Dans la présente réflexion nous faisons état de ce que nous estimons être les insuffisances de la stratégie suivie jusqu’alors. Une lutte efficace contre la pauvreté ne saurait être la seule affaire des ministères directement concernés, du Programme des Nations Unies pour le Développement et de ses partenaires. La lutte contre un fléau aussi social que la pauvreté requiert des prémisses sociologiques déterminantes autrement elle ne sera pas participative et son efficacité en souffrira conséquemment.

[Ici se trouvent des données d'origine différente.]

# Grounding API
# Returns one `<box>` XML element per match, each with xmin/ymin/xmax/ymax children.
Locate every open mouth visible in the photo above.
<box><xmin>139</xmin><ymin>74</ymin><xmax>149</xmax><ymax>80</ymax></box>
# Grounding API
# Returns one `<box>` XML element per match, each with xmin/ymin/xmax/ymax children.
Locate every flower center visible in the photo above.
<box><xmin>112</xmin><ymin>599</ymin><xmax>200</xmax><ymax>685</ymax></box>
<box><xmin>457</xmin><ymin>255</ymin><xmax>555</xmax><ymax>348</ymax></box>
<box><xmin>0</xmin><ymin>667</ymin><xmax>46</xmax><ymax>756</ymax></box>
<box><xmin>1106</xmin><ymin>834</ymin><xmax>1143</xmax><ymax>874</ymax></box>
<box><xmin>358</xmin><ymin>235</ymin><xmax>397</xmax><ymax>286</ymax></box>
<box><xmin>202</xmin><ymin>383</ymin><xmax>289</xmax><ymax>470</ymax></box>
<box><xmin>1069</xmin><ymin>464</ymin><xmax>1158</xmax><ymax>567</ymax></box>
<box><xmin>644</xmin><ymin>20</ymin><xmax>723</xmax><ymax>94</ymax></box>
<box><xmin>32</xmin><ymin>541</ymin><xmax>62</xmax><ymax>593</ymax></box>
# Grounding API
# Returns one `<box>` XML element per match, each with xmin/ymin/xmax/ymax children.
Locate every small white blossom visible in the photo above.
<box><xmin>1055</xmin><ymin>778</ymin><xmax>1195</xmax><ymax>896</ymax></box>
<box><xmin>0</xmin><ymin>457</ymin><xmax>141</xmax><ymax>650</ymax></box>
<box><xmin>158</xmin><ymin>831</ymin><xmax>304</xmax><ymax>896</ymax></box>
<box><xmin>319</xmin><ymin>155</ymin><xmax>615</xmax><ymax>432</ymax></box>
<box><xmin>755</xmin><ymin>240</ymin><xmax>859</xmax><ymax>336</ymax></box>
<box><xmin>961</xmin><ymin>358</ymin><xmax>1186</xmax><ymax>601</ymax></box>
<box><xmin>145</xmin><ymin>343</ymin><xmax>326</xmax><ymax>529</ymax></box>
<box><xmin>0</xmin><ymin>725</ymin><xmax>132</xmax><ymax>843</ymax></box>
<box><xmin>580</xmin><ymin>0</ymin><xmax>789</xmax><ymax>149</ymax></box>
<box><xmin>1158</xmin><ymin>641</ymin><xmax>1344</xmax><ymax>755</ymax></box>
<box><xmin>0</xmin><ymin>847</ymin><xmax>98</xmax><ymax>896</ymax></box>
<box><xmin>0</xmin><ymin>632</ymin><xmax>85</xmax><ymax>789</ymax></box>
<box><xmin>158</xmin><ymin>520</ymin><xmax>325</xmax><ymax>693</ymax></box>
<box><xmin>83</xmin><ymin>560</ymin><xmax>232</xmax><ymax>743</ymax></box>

Une stratégie non participative
A voir les choses de près, l’on n’a pas le sentiment que les personnes les plus démunies participent effectivement à la lutte contre l’état de pauvreté menée en leur faveur. Cette lutte donne plutôt l’impression d’être conçue et conduite par un triptyque : Gouvernement-Pnud-Partenaires stratégiques, qui cherche à apporter des solutions pour venir à bout d’une situation dont les affectés eux-mêmes ne prennent pas toute la mesure ; ils ne se considèrent pas comme acteurs mais plutôt comme bénéficiaires. Ils ne nous paraissent pas, lorsque l’on s’entretient avec eux, animés du sentiment d’être au cœur d’une stratégie d’action. Le cas du très efficace réseau Caritas parait une exception dans le système. Et des ingénieurs agronomes, responsables de projet avec qui nous avons eu à discuter du sujet nous ont confié qu’il leur est arrivé d’être confrontés à la résistance des villageois, pour diverses raisons bien des fois saugrenues, au cours de la phase d’implantation de projets de développement. Qu’ils émanent du gouvernement, du Pnud ou des organisations non gouvernementales, la lutte contre la pauvreté ne peut se concevoir sans l’implication en amont de ceux qui sont sensés en bénéficier. Les bénéficiaires manquent par ailleurs de repères normatifs ; ils n’ont pas une conscience claire du fait qu’ils ont un retard à rattraper sur le bien-être du citoyen moyen. Bref, la sensibilisation initiale fait défaut à bien d’égards. Dans ces conditions la lutte contre la pauvreté ne peut être participative et nous estimons qu’aucune stratégie visant à juguler un phénomène d’envergure aussi nationale que la pauvreté ne peut atteindre les buts escomptés avec de tels handicaps préliminaires
Défaut de sensibilisation des bénéficiaires
Techniquement il n’est pas possible de réduire la pauvreté lorsque le taux de croissance démographique est supérieur à celui de la croissance économique ; et cela devrait faire l’objet d’une sensibilisation fondamentale si l’on veut enrayer méthodiquement la pauvreté. L’on pourrait objecter avec raison qu’en ce moment même, les médias télévisés, avec l’appui de l’Us-Aid, diffusent des spots publicitaires sur le planning familial. Nous répliquerions de même manière que la campagne publicitaire en question ne sensibilise absolument pas la population au lien de cause à effet qui existe entre l’augmentation de la population et la persistance de la pauvreté. Elle ne lui fait pas comprendre la corrélation directe qu’il y a entre les deux paramètres. Elle ne lui fait pas admettre que lorsque l’on fait beaucoup d’enfants, la pauvreté ne peut reculer ni dans le ménage ni au niveau national. La politique de planning familial souffre du manque de cette dimension. Elle est plutôt présentée, sans plus, comme un palliatif aux grossesses non désirées ; elle ne met pas en exergue son impact sur la réduction de la pauvreté. La Stratégie de Croissance pour la Réduction de la Pauvreté (Scrp) devrait en tenir compte ; les actions publicitaires aussi. En réalité et en bomme stratégie, pensons-nous, une politique nataliste conséquente devrait être conçue et diffusée pour accompagner la lutte contre la pauvreté. La République populaire de Chine a résolu le problème de façon très autoritaire il est vrai, en imposant la règle «un couple un enfant» avec menace de pénalisation en cas de non respect de la mesure. Mais ce n’est point pour que nous en arrivions là que nous avons évoqué la manière chinoise ; c’était tout juste pour faire valoir la nécessité d’établir définitivement dans les esprits la relation de cause à effet qui lie la croissance économique à la croissance démographique. Si non ce sera, et il l’est déjà du reste, un autre handicap à la lutte contre la pauvreté.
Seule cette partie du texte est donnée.